Qué fué i cómo vivió esa presunta Arequipa colla, resulta aventurado describirlo. Es, apenas, posible sospecharlo. Probablemente guerreros aborígenes que bajaron del altiplano a la costa fueron sus pobladores iniciales. Fuertes tipos aimaraes de tensa musculatura, líneas atléticas i anguloso perfil. Hacinamiento primitivo de chozas i rediles. Luengos años, tal vez, de paz bucólica. Un día, la furia de un terremoto i el bramar de un monte en llamas. Fuga. Silencio. Espuma gris de piedras calcinadas entre cactus erectos como esqueletos insepultos. I luego, nuevas sartas de centurias engarzadas en el hilo continuado del tiempo.
La segunda época tuvo su amanecer hace ocho siglos. Muchas lunas habían alumbrado la desierta comarca. Sofrenadas sus iras, el volcán señoreaba con ademán piadoso el ancho valle en quietud. Tímidamente, la tierra madre asomaba en el aire sus corolas silvestres, como anuncio florido de su fecunda gravidez. Sobre la antigua vega, viejas simientes olvidadas reverdecían el milagro de la quinua i el maizal. Tibio era el hálito del viento i diáfana la luz. I frente al calmo panorama, las pupilas del río, desde su cuenca de lava, reflejaban un cielo serenamente azul.
Mayta Ccapac, el Inca, reinaba por entonces en el Cuzco. Floreciente su imperio, quiere agrandarlo en extensión y en poderío. Tras afortunadas campañas con los collas, sus rivales de Tiahuanaco, cruza de largo a largo la meseta del Collao i domina sucesivamente otras poderosas tribus rehacías: allcas i huilillis, challhuancas i cuntisuyos, arunis i collaguas. Cumplida esa etapa de su empresa, busca descanso a la fatiga de sus hombres, se orienta hacia la costa i acampa en el valle risueño del Sur. El Misti es el centinela de este campamento indio; i en las aguas del Chili sacian los triunfadores sus resecas gargantas ávidas.

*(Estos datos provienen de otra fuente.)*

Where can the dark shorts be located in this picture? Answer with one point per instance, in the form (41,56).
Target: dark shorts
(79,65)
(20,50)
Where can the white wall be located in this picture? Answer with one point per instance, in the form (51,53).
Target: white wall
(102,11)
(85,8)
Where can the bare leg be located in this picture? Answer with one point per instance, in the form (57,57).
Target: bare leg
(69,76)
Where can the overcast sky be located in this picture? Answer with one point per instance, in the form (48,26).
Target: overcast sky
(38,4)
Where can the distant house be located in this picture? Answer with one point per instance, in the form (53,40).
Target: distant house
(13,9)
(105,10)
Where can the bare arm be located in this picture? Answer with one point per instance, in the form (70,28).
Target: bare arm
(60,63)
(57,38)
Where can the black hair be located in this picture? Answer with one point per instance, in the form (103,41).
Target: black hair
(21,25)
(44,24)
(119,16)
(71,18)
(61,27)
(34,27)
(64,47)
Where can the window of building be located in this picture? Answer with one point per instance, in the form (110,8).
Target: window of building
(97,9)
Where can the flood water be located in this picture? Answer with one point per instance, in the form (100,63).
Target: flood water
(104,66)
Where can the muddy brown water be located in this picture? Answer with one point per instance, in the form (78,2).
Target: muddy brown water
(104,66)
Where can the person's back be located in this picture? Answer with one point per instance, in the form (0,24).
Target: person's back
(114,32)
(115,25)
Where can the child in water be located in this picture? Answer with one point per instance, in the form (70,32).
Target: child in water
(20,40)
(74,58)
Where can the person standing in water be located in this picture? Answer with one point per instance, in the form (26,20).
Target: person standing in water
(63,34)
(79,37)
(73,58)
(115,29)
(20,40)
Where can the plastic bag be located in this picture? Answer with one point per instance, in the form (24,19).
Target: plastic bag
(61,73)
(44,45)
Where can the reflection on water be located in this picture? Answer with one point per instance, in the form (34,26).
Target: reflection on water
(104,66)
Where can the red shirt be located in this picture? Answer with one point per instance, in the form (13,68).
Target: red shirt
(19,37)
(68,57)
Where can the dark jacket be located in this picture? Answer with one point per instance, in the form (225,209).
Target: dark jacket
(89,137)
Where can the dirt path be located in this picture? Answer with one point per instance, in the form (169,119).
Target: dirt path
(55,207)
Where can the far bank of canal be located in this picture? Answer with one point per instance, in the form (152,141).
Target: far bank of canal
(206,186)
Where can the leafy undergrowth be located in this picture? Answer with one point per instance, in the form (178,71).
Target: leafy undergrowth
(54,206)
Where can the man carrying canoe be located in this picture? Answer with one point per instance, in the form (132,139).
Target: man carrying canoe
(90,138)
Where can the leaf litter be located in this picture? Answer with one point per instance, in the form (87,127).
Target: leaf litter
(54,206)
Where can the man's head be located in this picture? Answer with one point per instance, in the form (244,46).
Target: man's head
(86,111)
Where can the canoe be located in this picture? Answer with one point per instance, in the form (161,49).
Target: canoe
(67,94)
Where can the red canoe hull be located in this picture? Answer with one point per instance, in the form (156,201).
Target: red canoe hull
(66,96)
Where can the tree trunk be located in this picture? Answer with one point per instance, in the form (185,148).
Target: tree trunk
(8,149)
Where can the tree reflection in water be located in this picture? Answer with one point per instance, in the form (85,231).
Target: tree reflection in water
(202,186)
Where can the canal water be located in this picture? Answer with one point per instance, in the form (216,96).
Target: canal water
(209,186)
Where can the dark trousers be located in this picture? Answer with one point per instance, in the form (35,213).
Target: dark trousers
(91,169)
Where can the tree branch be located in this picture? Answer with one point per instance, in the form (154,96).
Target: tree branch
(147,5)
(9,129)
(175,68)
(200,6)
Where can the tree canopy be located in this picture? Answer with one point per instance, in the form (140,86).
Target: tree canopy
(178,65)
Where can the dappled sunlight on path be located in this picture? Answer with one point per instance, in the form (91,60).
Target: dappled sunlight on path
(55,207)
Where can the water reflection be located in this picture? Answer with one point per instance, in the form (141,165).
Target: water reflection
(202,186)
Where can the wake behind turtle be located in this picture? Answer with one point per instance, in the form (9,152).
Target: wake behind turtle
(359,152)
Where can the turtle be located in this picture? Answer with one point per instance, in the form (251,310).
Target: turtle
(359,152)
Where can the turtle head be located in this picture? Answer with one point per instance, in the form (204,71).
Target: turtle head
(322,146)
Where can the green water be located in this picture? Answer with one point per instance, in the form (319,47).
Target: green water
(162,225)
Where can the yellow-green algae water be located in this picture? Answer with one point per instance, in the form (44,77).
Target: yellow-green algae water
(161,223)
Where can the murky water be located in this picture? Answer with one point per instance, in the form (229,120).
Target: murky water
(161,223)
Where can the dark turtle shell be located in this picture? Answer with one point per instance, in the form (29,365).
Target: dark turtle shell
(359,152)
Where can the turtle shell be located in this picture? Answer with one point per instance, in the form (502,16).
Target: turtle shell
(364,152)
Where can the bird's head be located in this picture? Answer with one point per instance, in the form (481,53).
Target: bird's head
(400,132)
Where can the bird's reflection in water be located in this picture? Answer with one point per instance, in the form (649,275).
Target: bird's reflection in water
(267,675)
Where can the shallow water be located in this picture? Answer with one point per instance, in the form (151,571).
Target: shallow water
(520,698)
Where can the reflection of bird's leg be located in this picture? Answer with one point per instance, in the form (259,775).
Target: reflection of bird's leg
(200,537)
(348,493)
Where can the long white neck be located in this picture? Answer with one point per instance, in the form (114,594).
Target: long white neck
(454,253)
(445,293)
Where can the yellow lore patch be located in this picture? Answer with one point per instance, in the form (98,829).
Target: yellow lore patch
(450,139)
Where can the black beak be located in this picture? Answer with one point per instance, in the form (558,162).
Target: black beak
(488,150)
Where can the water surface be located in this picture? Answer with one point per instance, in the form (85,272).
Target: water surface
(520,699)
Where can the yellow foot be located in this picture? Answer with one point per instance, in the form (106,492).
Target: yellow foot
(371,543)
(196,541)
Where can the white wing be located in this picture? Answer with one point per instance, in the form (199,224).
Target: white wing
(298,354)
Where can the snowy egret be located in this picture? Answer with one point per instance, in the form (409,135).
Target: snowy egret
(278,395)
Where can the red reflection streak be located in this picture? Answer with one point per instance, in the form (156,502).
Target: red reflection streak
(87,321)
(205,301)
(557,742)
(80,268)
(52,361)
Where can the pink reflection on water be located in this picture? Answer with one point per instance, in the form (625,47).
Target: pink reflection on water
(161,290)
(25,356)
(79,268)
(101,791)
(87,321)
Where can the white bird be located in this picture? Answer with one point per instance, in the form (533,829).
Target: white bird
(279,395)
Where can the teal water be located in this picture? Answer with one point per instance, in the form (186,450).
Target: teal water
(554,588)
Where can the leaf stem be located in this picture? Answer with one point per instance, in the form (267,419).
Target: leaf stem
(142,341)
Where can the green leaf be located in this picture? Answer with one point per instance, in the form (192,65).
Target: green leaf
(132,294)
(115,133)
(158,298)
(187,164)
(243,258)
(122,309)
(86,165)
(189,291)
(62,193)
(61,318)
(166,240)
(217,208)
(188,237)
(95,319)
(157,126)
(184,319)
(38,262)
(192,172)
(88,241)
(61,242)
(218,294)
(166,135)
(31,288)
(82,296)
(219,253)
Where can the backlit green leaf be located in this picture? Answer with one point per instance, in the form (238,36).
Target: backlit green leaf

El paraje deslumbra a la gente. Grata es la perspectiva i el suelo generoso. Bajo el dombo siempre límpido del firmamento, diríase que luce más espléndida la divinidad del Sol. I los hombres de bronce piden a Mayta su venia para permanecer allí. Poetas sin saberlo, les seduce la idea de quedarse a vivir en medio de ese marco cautivante de belleza plástica. El Inca quechua accede; i su asentimiento se esculpe en una frase del dulce idioma nativo: “Ari, qque- pay”. “Está bien: quedáos”. Era el bautizo del nuevo pueblo.
Tal la leyenda de la fundación incaica de Arequipa, recogida por Calancha i Garcilaso. Puede o no ser exacta: la crítica histórica i la lingüística le han puesto sus reparos; pero el hecho es que esta versión etimológica del nombre de la ciudad es la que ha predominado en el consenso popular, seguramente por lo que hay en ella de naturalidad i de sugerente simbolismo. Ninguna otra traduce mejor la reacción de placidez que el paisaje arequipeño provoca en el espíritu.
Vuelto Mayta-Ccapac al Cuzco, cuida, según cuentan crónicas, de enviar a Arequipa tres mil familias escogidas preferentemente de entre las de los propios jefes i soldados expedicionarios, para poblar la comarca. Incorporada ésta a la provincia del Cuntisuyo, va creciendo en importancia. Un racimo de pueblecitos surge alrededor del núcleo inicial: La Chimba, Yanahuara, Caima, Chilina, Chihuata, Tincu (1), Tiahuaya (2), Socahuaya (3), Saracato (4); nombres todos cuya toponimia quechua se remonta a esta época. En las colinas aledañas, constrúyese las bellas andenerías de Paucarpata i Sahuantilla (5), que transforman las laderas en algo así como monumentales escalinatas de terrazas-jardines, donde prosperan cultivos i arboledas. I así se forja el agro arequipeño, que había de imprimir a la ciudad carácter i fisonomía perdurables.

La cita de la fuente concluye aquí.